The amount of surfactant utilized is not per se critical to the method of this invention. From a practical standpoint, a minimum amount of surfactant should be used in order to minimize cost. The minimum necessary amount of surfactant to be applied to the felt will depend upon the speed of the press (i. e. how fast the felt moves) and the amount of water being contacted and can be routinely determined by one skilled in the art. The felt surfaces must be uniformly and partially wetted by the surfactant for optimum results (preferably by spraying). Complete saturation of the felt by the surfactant is counterproductive because the felt can no longer absorb water from the web.

Preferably, some of the surfactant is available for transfer to the web to assist in the reducing the surface interfacial tension of the free and interstitial water in the web. With these considerations in mind, the lowest practical application limit would be an amount sufficient to at least partially coat the press felt before the press felt contacts the web.

The maximum practical amount utilized would be influenced by cost and performance considerations.

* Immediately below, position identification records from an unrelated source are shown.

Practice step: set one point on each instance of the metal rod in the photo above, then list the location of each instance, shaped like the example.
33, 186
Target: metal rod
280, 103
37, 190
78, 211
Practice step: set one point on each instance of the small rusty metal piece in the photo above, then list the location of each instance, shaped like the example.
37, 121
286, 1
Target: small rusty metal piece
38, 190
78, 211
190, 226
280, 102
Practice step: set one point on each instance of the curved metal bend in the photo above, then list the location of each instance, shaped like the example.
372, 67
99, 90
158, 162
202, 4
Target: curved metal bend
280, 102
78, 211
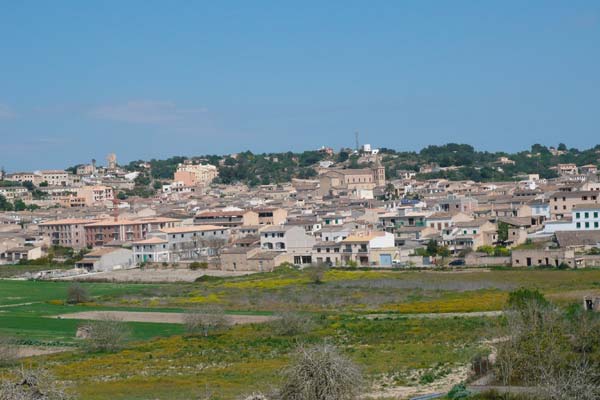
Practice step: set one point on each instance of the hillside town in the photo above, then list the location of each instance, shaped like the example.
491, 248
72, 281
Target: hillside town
342, 216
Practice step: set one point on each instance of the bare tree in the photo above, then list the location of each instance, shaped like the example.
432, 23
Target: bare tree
8, 351
291, 324
107, 334
33, 384
76, 293
205, 320
579, 381
321, 373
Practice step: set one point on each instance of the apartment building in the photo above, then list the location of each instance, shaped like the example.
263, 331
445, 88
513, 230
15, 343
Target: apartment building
103, 232
351, 180
95, 194
586, 217
227, 218
195, 174
182, 243
293, 240
66, 232
271, 216
369, 249
52, 177
14, 192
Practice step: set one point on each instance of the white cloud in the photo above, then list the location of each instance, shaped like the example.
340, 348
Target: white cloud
144, 112
6, 112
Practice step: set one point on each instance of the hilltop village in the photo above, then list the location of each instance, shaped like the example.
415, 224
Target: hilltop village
342, 209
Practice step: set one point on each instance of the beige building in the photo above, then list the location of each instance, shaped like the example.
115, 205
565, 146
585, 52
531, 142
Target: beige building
66, 232
562, 203
52, 177
195, 174
351, 180
227, 218
95, 194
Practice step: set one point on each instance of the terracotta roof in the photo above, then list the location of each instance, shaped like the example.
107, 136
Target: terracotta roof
152, 240
195, 228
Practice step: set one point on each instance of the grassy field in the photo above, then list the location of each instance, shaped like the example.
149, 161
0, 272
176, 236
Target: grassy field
163, 363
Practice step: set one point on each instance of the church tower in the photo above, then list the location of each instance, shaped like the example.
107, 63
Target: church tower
379, 172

At present. it is believed that application of surfactants at a rate of from about 0.25 pounds to about 1 pound per ton of finished paper is optimal. Excessive use could impact upon paper sizing operations.

The use of surfactants as described in the present invention increases the water transfer capacity of the press felt. It is believed that the surfactants reduce the surface interfacial tension of the water within the felt fibers making the water pass through the felt more easily. In addition, at least a portion of the surfactants are believed to be transferred to the web thereby reducing the surface interfacial tension of any remaining free and interstitial water in the web. Once the surface interfacial tension of the water in the web has been reduced, it can more easily be removed by pressing in the press section of the papermaking machine. Thus, there is less to be removed during subsequent drying.

When a surfactant is applied to the press felts as disclosed herein, an increase in consistency of the web exiting the press section is achieved as compared to the consistency of a web exiting from an untreated press section. The increase in consistency can range from about 0.1% to about 5%, with increases of at least about 0.5% to about 1.2% being most preferred. Over and above the consistency increase, use of surfactants as described herein will lead to less of a need to remove water in the dryer section.

Relative to paper machines that have limited drying ability, the use of the present invention facilitates higher machine speeds. Additionally, the use of the present invention can lower steam consumption since there is less water to remove from the paper.

The water-dispersible surfactants used in the invention preferably do not need to be recovered from waste water through special treatment. The preferred water-dispersible surfactants are biodegradable and can be discharged into conventional water treatment facilities without special treatment.

The scope of the invention is further described in connection with the following examples which are set forth for the sole purpose of illustrating the preferred embodiments of the invention and which are not to be construed as limiting the scope of the invention in any manner.

Example I Feltmaster 15-LF surfactant was applied to the felts of a paper machine at a rate of about 0.2-0.3 pounds per ton of finished paper. Use of the surfactant yielded a more open and drier felt. Use of the surfactant also yielded about a 4,500 pound/hour decrease in steam usage.

Example II Feltmaster 15-LF surfactant was applied to the felts of a paper machine at the rate of about 0.25-0.3 pounds per ton of finished paper. Use of the surfactant resulted in significantly drier felts in the machine. Moister levels exiting the first press fell from about 69.5% to as low as about 66% over a 5 hour period.